Emma and Lloyd Ray

In 1860 when the United States was on the brink of Civil War the Free Methodist Denomination was founded. One of founding beliefs of the denomination was freedom – freedom for slaves and the poor and the socially forgotten. By breaking off from the Methodist Episcopal Church, which rented pews to wealthy parishioners, refused to denounce slavery and made little effort to reach out to the poor. What I have found interesting in my research is that while faith can be divisive and draw attention to difference, it can also serve as a way of empowering and drawing people together. In the narratives of early Free Methodist women leaders I’ve come across the autobiographies of several African-American women who helped build the denomination during its first 50 years. As historian Howard Snyder (2006) notes, many of these stories have been lost. However, a few have been preserved and their stories are worth exploring.

Free Methodist founder B.T. Roberts envisioned Free Methodism as a populist movement that would make Christianity available to everyone. The inclusion of African-Americans in the early years of the denominations formation illustrates this fact. However, as Snyder notes, while many Free Methodists did share Roberts vision of racial equality there was still prejudice and times when visiting African-Americans were made to unwelcome in a Free Methodist congregation. This point is worth noting to show the denomination was not perfect, but it did attempt to address social and racial issues of its time period that is commendable.

The story of Emma and  Lloyd Ray  draws attention to the positive aspects of Free Methodist ministry and the populist ideals of the early church leaders.  In their autobiography Twice Sold, Twice Ransomed, Emma goes into great detail about the sin she and her husband were living in prior to their conversion. Both Emma and Lloyd were born of slave parents. Lloyd never knew his father and Emma lost her mother soon after the Civil War. As a result of growing up in single parent homes, both Ray and Emma had difficult childhoods where they attended school periodically and worked to support themselves, their parent and siblings.  Emma describes as she grew older and was able to work how she become focused on elevating her financial position, forgetting completely about anything spiritual:

I was very proud and had no mother to plan my clothing and I wanted to dress and keep up to the fashion. I am surprised now, that Mrs. T. allowed me to wear such, but as long as the servants were clean, they were allowed to take their choice. Older persons told me that I was too young to wear such things. From that time on, for upwards of twenty-seven years, I wore some style of false hair, changing as the fashions changed. As I grew older I became more vain. No more school for me after leaving Mrs. T. I loved to dress and go to theaters.

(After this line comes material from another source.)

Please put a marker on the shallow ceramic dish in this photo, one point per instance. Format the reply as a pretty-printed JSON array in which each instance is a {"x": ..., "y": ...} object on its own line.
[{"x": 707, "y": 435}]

Wages were better, my father did not need my help, and the home was paid for. My two younger sisters were old enough to work themselves, and in the meantime the sister older than I and the one younger died, also one brother. I found out that I belonged to a tubercular family. But, notwithstanding, I forgot all about my religious training and all I could think about was having a good time. (p.36).

Emma and Lloyd met in 1881, which she doesn’t give their age at the time; she notes that they were young. Their marriage was very rocky. Emma is blunt in describing their faults and Ray’s drinking:

It would not be very long before it would be the same old drink, the same old devil, the same old sin. I had a temper equal to a tigress. And a drinking man and a woman with a high temper make a home a hell. Many a night have I wept all night and wet my pillow with tears. He would always be sorry afterwards and say, “I will never do it again.” But of course the habit was on him, and his associations were bad, and he had not the power within himself to resist the temptation. (p.38)

As Lloyd and Emma’s narrative unfolds the destruction of alcohol is a continual theme in their story. After Both Emma and Lloyd become Christians, Emma becomes an active member of the Women of Color Temperance Union in Seattle, Washington.  They both devote their lives to working with addicts, drunks and the poor in the inner city. In future posts, I want to continue to explore the connections between the Free Methodist denomination and the temperance movement of the late 1900s. While the temperance movement has often been viewed as a failed movement, the movement did serve as platform for women to voice their opinions and influence social change. Many of the first wave feminists who would later become part of the women’s suffrage movement began their advocacy career in the earlier abolitionists and temperance movements.